When the cure is worse than the disease
In our traditional command and control environment, which is much of any Western structure, be it public or private, we’ve always implemented the so-called lines of defence, with as much as possible a segregation of duties between the lines. In a command and control environment, this makes perfect sense. The big problem is that these structures tend to disenfranchise the process owners from their right and responsibility to be accountable for the good governance. By building additional control structures, we’ve taken away the burden of good usage of public funds by those directly responsible for its use. At the operational level, we may have actually reduced the direct feeling of responsibility for good use of means that we all pay for. At that point, the well intended cure becomes worse than the disease.
This is no longer about the process
Before anyone goes off on a rant about public sector, this appears to be one of the key failures of that mother of all private sectors, the banking industry. Too much power combined with too few direct responsibilities to the ultimate stakeholders leads to a real disconnection of the consequences of your actions. You will just think about you or those in your immediate vicinity. And any ex post control activity will either come to late or may not even detect what is going on until the exposure is significant.
If you factor into that the recent HBR article which states that one out of every two managers is terrible at accountability, it becomes clear that this is really no longer about the process. The process may be well tuned to situations where everyone is acting as a rational operator, but reality shows us time and again that that is not what is really going on in the workplace. Behavioral economist Dan Arlely has a wonderful quote up on Explore:
“If you think about the whole financial crisis, we’ve taken people and we’ve put them in situations which basically are guaranteed to blind or, at least, to distort their vision. And we expect people to overcome that.”

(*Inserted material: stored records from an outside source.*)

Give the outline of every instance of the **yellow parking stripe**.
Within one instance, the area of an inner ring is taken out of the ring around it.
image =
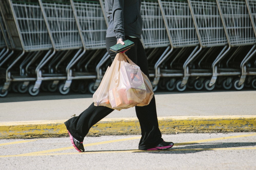
[[[8,142],[7,143],[0,143],[0,146],[3,146],[4,145],[12,145],[13,144],[16,144],[18,143],[25,143],[26,142],[33,142],[33,141],[36,141],[39,140],[40,139],[35,139],[34,140],[31,140],[29,141],[16,141],[16,142]]]
[[[177,149],[160,151],[140,151],[138,150],[126,150],[124,151],[96,151],[86,152],[72,152],[70,153],[45,153],[31,154],[29,156],[46,156],[64,155],[74,155],[77,154],[97,154],[112,153],[140,153],[151,152],[173,152],[175,151],[214,151],[220,150],[256,150],[256,147],[237,147],[237,148],[200,148],[197,149]],[[23,156],[20,155],[5,155],[0,156],[0,157],[14,157]]]
[[[116,140],[114,140],[111,141],[104,141],[103,142],[95,142],[95,143],[88,143],[87,144],[84,144],[84,147],[89,146],[94,146],[94,145],[97,145],[101,144],[105,144],[106,143],[112,143],[113,142],[120,142],[121,141],[124,141],[130,140],[132,140],[133,139],[137,139],[140,138],[140,136],[136,136],[136,137],[129,137],[128,138],[124,138],[123,139],[117,139]],[[68,149],[73,149],[74,147],[73,146],[69,146],[69,147],[62,147],[60,148],[57,149],[50,149],[45,151],[39,151],[34,152],[31,152],[28,153],[22,154],[19,154],[18,155],[16,155],[13,156],[31,156],[35,154],[44,154],[46,153],[49,153],[49,152],[56,152],[57,151],[64,151]],[[3,157],[3,156],[0,156],[0,157]]]
[[[186,142],[177,143],[175,143],[174,145],[176,146],[186,145],[189,145],[194,143],[201,143],[202,142],[211,142],[211,141],[218,141],[219,140],[222,140],[223,139],[233,139],[233,138],[238,138],[239,137],[243,137],[251,136],[255,136],[255,135],[256,135],[256,133],[253,133],[252,134],[250,134],[248,135],[237,135],[237,136],[227,136],[226,137],[218,137],[216,138],[213,138],[212,139],[207,139],[200,140],[198,141],[191,141],[190,142]]]
[[[234,138],[238,138],[239,137],[246,137],[250,136],[252,136],[256,135],[256,133],[253,133],[248,135],[238,135],[237,136],[227,136],[226,137],[219,137],[216,138],[213,138],[212,139],[204,139],[201,140],[199,140],[198,141],[191,141],[186,142],[182,143],[177,143],[175,144],[175,145],[176,146],[180,146],[181,145],[189,145],[191,144],[197,143],[201,143],[204,142],[210,142],[211,141],[213,141],[224,139],[232,139]],[[140,138],[140,137],[137,136],[136,137],[130,137],[127,138],[124,138],[123,139],[120,139],[117,140],[114,140],[111,141],[104,141],[103,142],[101,142],[95,143],[92,143],[87,144],[84,145],[84,147],[88,146],[94,146],[100,145],[102,144],[105,144],[106,143],[109,143],[112,142],[120,142],[121,141],[124,141],[126,140],[132,140],[132,139],[139,139]],[[63,151],[64,150],[73,149],[74,148],[73,146],[70,146],[69,147],[65,147],[58,148],[57,149],[53,149],[46,150],[46,151],[40,151],[37,152],[34,152],[26,154],[19,154],[18,155],[3,155],[0,156],[0,157],[13,157],[18,156],[43,156],[43,155],[69,155],[77,154],[91,154],[93,153],[118,153],[121,152],[159,152],[159,151],[139,151],[138,150],[129,150],[126,151],[100,151],[95,152],[74,152],[71,153],[49,153],[54,152],[60,151]],[[199,149],[173,149],[167,151],[200,151],[200,150],[237,150],[237,149],[256,149],[256,147],[241,147],[241,148],[202,148]]]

Developing true accountability
One way of developing true accountability is to make the process owners directly accountable to their ultimate stakeholders.
Now, I’m not talking about direct elections here, which are more of a popularity contest than anything else. No, I’m talking about establishing clearly defined metrics which are in line with the expectations of the ultimate stakeholders. The people responsible for the activities or the project are then asked to explain why they achieved certain scores, explain both why they did not meet expectations or exceeded them. The ultimate stakeholders can then either judge the competence and adequacy of the responsables themselves or transfer their votes to an expert which will do it for them. This process has been described at length by Steven Johnson in his excellent book Future Perfect: the case for progress in a networked age
To date, we have failed to do this in our political process, which explains the phenomenon of political free riders that abandon functions when accountability nears to aim for a higher, often better compensated function. I know this phenomenon is also present in larger corporate organisations.
Lessons from development aid
It’s my experience that development aid has a long history in developing metrics and evaluations for this type of situation. The Logical Framework, the Results Framework and other similar exercises are all examples of donors or agencies looking to establish accountability for results beyond the easily available metrics of the pure monetary aspects.
Perhaps the business world needs to look at what we have done … and perhaps they can take some pointers of our industry.